If you're looking for more of a modern vibe then look to a square or rectangular lamp shade shape. These make a strong statement and are best used on a square or rectangular base. The square shade looks great on sconces.

the DRUM

The drum shape works well in both traditional and modern interiors and on almost all lamp bases. It's clean lines can help make a dated lamp seem current. 

The tapered drum is the perfect shape for contemporary and classic interiors. They look best with taller, chunkier lamps, or round bases.

Now that you have determined the shape of your lamp shade, it's time to figure out the best size for your base. Understanding the ratio of base to lamp shade is key!

The shade-to-lamp formula is pretty simple - the shade should be roughly two-fifths of the total height of the full lamp, including the shade.

Lamp shades can be made out of any material. Each material casts a certain feeling, and glow.


Paper shades create a casual, relaxed mood and are great for adding texture and dimension. Because they are so lightweight, they are ideal as a hanging fixture.

The imagination is your limit with fabric. You can use any color or pattern on almost any lamp. Linen is casual and laid back while silk is formal and luxurious!
Metal lamp shades are wonderful for directional lighting, and it casts a sharp beam which makes for an ideal task lamp.

A glass lampshade offers a vintage look and can be perfect for bathrooms and kitchens. Clear glass adds a nice sparkle and opaque casts a softer glow.

Next week I will be creating a DIY lamp from an old wicker covered demi John I found in Snohomish. I will be including all the tools you will need, including where to buy - it should be enlightening!

Wicker covered demi Johns

Until next time,

la chasse au bonheur

Wednesday, February 3, 2016

creating vignettes like a pro

There are stores that I just waste time in - I don't need anything, but I can't help myself. I love staring at their amazing tablescapes.
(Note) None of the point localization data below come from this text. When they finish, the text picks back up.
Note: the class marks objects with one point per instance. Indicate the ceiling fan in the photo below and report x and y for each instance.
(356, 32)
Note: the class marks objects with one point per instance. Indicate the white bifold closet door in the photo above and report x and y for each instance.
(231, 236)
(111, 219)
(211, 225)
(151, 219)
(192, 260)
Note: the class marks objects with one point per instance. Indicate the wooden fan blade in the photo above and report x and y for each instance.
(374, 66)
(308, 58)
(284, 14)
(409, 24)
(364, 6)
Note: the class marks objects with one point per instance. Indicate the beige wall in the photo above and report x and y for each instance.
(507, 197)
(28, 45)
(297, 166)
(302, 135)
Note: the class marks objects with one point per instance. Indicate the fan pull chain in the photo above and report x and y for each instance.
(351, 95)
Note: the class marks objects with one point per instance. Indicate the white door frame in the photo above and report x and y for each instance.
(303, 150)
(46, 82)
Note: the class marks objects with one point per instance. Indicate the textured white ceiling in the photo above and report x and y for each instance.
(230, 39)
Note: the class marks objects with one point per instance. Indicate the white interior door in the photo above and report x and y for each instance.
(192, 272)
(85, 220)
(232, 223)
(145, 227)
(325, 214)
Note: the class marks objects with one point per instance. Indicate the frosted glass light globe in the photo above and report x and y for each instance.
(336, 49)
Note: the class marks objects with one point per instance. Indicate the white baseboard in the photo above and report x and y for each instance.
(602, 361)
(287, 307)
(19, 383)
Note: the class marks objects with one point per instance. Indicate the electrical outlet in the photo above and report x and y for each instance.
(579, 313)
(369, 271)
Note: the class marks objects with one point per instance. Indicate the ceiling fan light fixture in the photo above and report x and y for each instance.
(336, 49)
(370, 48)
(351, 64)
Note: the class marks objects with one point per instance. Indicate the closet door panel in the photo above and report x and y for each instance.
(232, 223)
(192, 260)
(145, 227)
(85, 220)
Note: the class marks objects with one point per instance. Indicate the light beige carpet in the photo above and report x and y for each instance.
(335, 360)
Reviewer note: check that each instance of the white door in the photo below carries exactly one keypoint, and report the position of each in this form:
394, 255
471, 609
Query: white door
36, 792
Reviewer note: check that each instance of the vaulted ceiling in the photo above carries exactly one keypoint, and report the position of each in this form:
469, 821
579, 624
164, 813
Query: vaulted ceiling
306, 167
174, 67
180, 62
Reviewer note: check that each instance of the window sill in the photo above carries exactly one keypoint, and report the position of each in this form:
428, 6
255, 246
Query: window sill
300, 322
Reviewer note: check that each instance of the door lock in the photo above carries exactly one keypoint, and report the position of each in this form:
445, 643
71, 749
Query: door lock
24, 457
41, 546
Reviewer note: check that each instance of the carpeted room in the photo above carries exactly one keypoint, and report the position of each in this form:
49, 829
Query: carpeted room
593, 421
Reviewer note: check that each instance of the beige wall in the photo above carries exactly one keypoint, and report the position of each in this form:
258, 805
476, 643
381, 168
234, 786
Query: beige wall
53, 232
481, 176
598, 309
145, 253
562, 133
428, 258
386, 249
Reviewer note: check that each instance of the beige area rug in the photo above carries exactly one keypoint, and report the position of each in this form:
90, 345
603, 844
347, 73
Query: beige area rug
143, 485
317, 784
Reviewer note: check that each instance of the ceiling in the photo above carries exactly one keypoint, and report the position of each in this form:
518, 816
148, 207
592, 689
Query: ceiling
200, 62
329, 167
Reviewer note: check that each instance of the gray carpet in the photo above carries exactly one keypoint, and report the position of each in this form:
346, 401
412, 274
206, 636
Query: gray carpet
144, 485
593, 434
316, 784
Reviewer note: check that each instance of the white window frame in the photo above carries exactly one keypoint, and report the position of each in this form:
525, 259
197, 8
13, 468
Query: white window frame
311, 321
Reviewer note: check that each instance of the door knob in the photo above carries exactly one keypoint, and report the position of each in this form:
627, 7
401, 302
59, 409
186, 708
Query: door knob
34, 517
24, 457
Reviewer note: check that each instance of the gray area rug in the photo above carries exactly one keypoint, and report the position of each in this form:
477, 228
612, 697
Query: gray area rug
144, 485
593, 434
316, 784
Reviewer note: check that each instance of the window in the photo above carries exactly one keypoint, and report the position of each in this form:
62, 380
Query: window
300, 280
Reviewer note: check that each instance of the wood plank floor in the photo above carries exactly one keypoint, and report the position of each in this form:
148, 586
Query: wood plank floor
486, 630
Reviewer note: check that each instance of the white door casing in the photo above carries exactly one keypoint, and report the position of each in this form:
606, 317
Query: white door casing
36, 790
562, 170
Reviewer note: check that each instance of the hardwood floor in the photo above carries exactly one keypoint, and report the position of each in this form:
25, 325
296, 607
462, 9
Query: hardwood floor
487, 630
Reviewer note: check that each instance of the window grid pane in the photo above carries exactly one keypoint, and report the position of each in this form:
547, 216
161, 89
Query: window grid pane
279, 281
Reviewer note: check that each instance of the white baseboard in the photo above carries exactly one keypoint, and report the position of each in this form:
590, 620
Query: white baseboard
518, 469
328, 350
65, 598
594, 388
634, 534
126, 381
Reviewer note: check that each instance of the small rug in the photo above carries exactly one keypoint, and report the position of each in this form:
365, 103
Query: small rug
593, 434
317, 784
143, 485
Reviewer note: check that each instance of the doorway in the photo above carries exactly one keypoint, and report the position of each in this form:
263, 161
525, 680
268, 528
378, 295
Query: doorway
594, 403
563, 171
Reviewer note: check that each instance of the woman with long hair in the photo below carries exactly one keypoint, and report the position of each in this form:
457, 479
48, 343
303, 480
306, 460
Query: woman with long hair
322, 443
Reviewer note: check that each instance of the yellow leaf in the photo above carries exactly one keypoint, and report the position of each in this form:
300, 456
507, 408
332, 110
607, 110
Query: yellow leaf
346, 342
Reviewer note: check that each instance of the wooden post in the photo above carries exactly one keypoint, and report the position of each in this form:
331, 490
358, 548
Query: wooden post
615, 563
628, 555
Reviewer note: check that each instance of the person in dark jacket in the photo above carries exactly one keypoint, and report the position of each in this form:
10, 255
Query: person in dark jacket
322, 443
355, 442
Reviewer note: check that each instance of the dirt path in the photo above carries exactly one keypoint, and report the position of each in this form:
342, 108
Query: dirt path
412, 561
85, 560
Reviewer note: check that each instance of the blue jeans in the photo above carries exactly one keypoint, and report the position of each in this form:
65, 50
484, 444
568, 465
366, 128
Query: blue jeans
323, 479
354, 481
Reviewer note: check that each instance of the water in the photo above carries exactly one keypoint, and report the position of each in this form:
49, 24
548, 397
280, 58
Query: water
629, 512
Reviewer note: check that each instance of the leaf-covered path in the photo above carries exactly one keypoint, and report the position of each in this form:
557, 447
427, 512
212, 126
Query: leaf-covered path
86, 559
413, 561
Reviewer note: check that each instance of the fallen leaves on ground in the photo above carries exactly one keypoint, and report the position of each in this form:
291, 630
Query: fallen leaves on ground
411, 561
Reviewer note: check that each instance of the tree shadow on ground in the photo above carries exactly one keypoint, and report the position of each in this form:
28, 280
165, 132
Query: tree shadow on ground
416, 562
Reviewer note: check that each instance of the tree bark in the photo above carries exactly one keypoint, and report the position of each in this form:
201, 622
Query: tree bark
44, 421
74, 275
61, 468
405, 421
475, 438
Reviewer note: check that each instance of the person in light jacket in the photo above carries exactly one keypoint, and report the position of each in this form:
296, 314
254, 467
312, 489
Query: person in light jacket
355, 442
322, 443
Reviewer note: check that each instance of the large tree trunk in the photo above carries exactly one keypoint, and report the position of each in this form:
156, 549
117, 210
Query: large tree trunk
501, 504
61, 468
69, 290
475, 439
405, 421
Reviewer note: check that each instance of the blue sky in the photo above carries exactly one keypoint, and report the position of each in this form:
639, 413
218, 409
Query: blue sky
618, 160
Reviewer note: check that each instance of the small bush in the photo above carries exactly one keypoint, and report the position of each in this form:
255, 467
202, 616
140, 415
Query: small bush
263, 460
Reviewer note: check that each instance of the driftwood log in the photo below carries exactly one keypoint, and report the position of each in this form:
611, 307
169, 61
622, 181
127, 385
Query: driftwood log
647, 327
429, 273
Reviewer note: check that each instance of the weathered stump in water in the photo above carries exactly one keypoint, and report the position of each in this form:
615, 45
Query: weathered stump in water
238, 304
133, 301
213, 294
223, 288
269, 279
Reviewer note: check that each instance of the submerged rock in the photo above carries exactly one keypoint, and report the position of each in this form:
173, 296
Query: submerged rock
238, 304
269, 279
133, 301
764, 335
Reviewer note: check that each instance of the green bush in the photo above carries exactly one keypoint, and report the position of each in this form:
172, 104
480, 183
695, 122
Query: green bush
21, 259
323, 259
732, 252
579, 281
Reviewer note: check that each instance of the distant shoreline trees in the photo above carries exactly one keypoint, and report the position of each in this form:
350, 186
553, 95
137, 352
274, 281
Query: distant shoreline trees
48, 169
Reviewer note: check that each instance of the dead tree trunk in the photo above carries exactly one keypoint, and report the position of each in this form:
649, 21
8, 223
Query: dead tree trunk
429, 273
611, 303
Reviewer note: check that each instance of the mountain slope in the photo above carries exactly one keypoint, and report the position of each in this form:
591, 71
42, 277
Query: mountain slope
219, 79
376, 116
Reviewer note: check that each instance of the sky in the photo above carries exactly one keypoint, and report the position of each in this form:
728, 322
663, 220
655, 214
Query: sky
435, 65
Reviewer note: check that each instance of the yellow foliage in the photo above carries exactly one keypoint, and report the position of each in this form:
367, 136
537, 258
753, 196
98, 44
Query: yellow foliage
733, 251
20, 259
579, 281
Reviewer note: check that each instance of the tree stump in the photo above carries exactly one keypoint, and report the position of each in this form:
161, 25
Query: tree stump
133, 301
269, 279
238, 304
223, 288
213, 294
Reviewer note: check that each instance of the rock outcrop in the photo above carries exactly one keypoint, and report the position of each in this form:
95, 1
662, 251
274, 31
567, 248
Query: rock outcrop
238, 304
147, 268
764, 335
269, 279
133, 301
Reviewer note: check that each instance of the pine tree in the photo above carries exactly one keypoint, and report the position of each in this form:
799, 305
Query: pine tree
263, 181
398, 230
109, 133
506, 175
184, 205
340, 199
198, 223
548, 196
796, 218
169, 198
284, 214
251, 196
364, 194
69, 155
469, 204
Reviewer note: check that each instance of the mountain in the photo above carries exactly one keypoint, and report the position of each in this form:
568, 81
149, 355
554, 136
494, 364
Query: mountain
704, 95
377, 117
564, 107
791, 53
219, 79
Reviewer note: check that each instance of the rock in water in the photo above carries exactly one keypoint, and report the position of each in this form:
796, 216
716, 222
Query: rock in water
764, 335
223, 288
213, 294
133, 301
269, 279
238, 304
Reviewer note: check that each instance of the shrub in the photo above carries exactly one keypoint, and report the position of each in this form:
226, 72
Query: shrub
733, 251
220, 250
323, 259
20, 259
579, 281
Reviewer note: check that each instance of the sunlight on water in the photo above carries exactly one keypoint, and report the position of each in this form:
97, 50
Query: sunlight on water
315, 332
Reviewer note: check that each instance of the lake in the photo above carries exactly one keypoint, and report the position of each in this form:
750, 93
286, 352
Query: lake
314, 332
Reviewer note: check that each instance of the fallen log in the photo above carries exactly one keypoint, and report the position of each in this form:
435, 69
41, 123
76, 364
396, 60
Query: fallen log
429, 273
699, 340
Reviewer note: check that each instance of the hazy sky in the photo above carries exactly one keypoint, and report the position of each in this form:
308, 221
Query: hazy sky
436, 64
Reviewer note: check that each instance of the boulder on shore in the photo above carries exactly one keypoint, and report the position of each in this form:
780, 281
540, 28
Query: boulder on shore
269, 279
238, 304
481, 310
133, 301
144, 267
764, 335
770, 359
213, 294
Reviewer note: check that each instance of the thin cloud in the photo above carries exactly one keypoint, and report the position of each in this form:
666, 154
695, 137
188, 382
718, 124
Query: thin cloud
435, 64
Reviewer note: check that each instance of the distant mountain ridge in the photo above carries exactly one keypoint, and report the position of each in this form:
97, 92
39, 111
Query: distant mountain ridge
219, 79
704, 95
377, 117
I marvel in the way talented people bring items together that create a visually beautiful vignette!

For years I struggled to recreate the same designed look at home. I played around with my own items, but I was never able to create the same cohesive look from disinterested elements. I found myself resorting to photographing store groupings (ah, the benefits of the iPhone), then buying everything only to find that once at home the same items placed the same way were blah - nothing - nada, the vignettes just didn't look right.

I can't tell you how many hours I spent on Pinterest trying to dissect the formula (it really would be one of my most embarrassing admissions). I studied plenty of design books as well. I found that the tips and recipes were all pretty much the same - essentially you want to:

1) Start with a lamp (or two).

2) Use books for texture, interest and height

3) Add in some green - can be a plant (dried or fresh) or flowers

4) Add something eye catching

5) Layer in frames and art to create some dimension

6) Use a tray to corral items, especially if they are small items

7) Add in a candle, or two (I would have lit the wicks)

8) Finish with some decorative items that you love

9) And finally, remember scale 

After years of practice, I finally learned - as soon as I stopped trying to make the vignettes perfect, when I decided to just have fun with the items that I love and that have meaning, than the groupings I created were lovely (even beautiful at times) and heart felt!

Now is the perfect time to play around with your treasures - the weather outside is nippy, the holiday decorations have been put away (well, in some homes). I hope you have some fun!